About a year ago, I started wearing a watch again because I got tired of having to pull my phone out of my pocket just to check the time. It’s a Skagen, one of the thinnest, most minimal, yet stylish watches I could find. I started wearing a watch because I needed a solution to a specific task.
I’m interested in the Apple Watch because I like the idea of having a more direct, phone-less, dare I say personal, connection with the handful of tasks and people that are important to me. But I worry that Apple, developers, and the industry as a whole don’t have the right approach, and aren’t building the right tools, to let us create and focus on those connections.

Example time

As I was listening to Clockwise #63 this morning, Jacqui Cheng told a story about talking to a friend at a party who was wearing an Android smartwatch. Every 30 seconds the watch was going off with notifications—just like our smartphones—and every 30 seconds this friend was distracted.
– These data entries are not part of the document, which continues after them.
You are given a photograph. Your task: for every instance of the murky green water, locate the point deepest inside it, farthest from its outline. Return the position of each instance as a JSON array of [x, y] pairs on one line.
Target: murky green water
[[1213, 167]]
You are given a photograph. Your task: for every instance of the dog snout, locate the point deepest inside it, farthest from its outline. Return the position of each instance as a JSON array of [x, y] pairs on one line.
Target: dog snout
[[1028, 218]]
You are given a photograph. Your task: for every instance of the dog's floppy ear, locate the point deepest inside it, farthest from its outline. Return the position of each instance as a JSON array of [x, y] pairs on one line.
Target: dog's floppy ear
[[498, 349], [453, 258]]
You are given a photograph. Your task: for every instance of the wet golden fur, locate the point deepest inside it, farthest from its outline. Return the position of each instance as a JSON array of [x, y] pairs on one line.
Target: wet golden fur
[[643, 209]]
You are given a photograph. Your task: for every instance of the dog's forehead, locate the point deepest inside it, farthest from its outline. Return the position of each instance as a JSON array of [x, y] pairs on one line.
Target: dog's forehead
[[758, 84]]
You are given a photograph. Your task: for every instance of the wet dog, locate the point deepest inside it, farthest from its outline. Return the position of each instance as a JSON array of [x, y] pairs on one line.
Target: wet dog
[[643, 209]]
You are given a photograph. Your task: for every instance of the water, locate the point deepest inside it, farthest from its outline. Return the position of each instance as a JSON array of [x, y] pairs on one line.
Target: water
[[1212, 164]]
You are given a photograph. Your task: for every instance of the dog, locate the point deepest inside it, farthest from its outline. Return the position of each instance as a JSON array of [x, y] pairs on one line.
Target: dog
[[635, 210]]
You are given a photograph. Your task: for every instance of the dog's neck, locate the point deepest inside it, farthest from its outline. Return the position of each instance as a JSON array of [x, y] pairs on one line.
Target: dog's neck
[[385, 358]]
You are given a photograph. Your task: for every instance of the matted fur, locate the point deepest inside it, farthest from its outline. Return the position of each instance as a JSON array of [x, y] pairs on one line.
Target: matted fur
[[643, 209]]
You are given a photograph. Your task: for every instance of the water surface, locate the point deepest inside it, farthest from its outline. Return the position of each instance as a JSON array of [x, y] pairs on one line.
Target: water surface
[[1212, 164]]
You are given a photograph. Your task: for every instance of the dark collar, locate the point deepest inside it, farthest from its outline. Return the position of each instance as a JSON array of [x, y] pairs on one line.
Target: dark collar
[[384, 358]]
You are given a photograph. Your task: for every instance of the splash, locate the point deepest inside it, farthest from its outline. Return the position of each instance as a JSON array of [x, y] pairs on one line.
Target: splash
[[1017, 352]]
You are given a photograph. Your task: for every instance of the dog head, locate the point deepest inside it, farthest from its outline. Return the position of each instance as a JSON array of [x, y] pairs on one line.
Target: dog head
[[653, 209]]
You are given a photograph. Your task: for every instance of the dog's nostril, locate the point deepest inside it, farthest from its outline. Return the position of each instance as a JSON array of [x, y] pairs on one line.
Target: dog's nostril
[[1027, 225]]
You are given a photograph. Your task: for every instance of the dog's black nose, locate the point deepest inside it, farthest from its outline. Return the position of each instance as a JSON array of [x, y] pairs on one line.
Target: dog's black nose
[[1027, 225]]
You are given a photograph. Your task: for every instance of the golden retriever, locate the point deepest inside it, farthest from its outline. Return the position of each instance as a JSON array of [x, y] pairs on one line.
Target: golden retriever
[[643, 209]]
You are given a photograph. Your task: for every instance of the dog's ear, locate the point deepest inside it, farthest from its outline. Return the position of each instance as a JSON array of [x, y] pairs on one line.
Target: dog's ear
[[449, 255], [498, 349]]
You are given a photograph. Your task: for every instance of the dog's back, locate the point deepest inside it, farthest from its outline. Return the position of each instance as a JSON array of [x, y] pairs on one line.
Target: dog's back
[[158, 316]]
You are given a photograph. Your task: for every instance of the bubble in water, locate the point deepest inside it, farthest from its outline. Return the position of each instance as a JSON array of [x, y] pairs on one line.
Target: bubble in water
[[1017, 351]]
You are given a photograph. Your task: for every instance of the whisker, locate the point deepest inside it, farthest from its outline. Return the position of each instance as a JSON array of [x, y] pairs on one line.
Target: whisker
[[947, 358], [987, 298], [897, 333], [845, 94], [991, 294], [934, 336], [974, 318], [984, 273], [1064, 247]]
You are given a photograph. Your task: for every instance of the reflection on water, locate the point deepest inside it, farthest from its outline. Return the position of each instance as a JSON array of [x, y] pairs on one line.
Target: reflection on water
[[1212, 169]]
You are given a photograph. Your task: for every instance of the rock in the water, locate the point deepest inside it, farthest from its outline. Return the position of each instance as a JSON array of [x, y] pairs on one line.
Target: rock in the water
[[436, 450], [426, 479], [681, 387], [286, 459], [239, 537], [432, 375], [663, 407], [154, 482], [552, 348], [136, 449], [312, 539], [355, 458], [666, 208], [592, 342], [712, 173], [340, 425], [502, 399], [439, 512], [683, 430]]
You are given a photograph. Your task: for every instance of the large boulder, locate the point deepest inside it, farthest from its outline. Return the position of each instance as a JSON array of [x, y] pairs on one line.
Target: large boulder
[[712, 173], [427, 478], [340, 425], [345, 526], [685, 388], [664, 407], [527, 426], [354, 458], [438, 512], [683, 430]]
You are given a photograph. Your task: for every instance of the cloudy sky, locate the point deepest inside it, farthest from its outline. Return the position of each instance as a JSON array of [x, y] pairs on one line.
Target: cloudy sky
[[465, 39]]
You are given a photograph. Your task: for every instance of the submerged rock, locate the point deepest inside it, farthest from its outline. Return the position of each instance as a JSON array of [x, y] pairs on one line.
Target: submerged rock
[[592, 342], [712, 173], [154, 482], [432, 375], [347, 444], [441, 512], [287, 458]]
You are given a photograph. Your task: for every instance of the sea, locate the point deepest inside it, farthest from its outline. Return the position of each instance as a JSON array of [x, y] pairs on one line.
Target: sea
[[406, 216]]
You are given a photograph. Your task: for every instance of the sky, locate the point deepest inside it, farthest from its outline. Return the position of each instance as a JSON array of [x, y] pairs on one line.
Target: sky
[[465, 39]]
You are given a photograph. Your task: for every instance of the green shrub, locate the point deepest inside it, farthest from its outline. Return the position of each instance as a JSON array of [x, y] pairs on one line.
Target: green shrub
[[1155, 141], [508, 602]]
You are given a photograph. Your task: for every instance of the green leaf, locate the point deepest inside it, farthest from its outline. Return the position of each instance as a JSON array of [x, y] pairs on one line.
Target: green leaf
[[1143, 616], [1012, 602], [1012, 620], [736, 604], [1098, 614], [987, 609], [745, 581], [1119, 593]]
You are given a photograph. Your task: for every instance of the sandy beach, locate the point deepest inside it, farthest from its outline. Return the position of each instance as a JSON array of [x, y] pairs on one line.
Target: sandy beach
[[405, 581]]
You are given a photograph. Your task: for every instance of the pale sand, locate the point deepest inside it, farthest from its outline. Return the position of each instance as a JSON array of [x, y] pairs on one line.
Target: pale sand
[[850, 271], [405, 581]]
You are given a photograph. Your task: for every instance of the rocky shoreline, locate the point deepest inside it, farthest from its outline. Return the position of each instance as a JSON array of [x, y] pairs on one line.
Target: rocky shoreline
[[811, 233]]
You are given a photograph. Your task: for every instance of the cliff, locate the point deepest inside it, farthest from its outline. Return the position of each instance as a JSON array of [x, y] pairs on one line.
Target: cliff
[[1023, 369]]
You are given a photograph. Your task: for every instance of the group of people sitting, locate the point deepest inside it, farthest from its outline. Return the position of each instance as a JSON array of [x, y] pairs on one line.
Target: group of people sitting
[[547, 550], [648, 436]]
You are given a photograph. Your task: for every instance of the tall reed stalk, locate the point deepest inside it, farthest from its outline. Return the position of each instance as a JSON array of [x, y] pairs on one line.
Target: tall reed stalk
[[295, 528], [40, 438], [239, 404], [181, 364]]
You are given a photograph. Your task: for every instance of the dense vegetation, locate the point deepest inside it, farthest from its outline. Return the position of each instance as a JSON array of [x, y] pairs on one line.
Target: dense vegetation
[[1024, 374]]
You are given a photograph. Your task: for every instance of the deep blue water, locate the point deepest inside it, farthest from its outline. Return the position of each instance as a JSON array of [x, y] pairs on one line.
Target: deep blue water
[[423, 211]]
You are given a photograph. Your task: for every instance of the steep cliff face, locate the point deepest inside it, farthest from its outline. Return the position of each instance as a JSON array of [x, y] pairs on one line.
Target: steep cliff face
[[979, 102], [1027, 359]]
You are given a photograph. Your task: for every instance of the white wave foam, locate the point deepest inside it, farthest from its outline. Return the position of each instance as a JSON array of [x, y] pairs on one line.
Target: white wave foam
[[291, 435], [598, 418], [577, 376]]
It ruined conversation and Jacqui eventually walked away.

At least we can put our phones away and easily silence them. After all, the iPhone has a dedicated mute switch, but the Apple Watch doesn’t. Plus, note that Apple removed the mute switch from the iPad Air 2 (though Do Not Disturb is available in Settings). Let’s hope this isn’t a trend.

Now consider that the advertising industry is working on new designs and delivery methods to get ads on your Apple Watch. Ads based on things like your physical proximity to a store you tweeted about, or a paid post from a Facebook Page you like, or a rewards program you may or may not have opted into.

On your wrist.

Signal versus noise

To its credit, Apple has taken good steps over the past few years to help us focus on the things that matter. The VIP feature in iOS and OS X allows us to disable general email alerts, yet get alerts when specific people email us or a conversation gets a reply. The Favorites feature in the iOS Phone app means certain people can call us even if Do Not Disturb is enabled.

But where are these mechanisms for other apps, whether provided by Apple or third-party developers? What if we want Calendar alerts on our wrist for personal events (perhaps on a specific calendar), but not work appointments? Why can’t Facebook Messenger, WhatsApp, and others tap into the Favorites or VIP systems? Hell, what about the people who want ads from, say, some of the companies they have in Passbook or liked on Facebook, but not all of them?


Apple excels at building powerful platforms on which developers build incredible things, but it usually lags behind in letting us personalize these incredible devices. Not being able to set a wallpaper on the original iPhone is one thing, but Apple’s most personal device yet could also be its most culturally disruptive and inflexible, possibly not in a good way. Phones can be put away, but watches aren’t really meant for purses and pockets.

The Apple Watch has a lot of potential. But I want to see more from Apple and third parties on how they’ll let us filter out the noise that will now so desperately want to reach our wrists.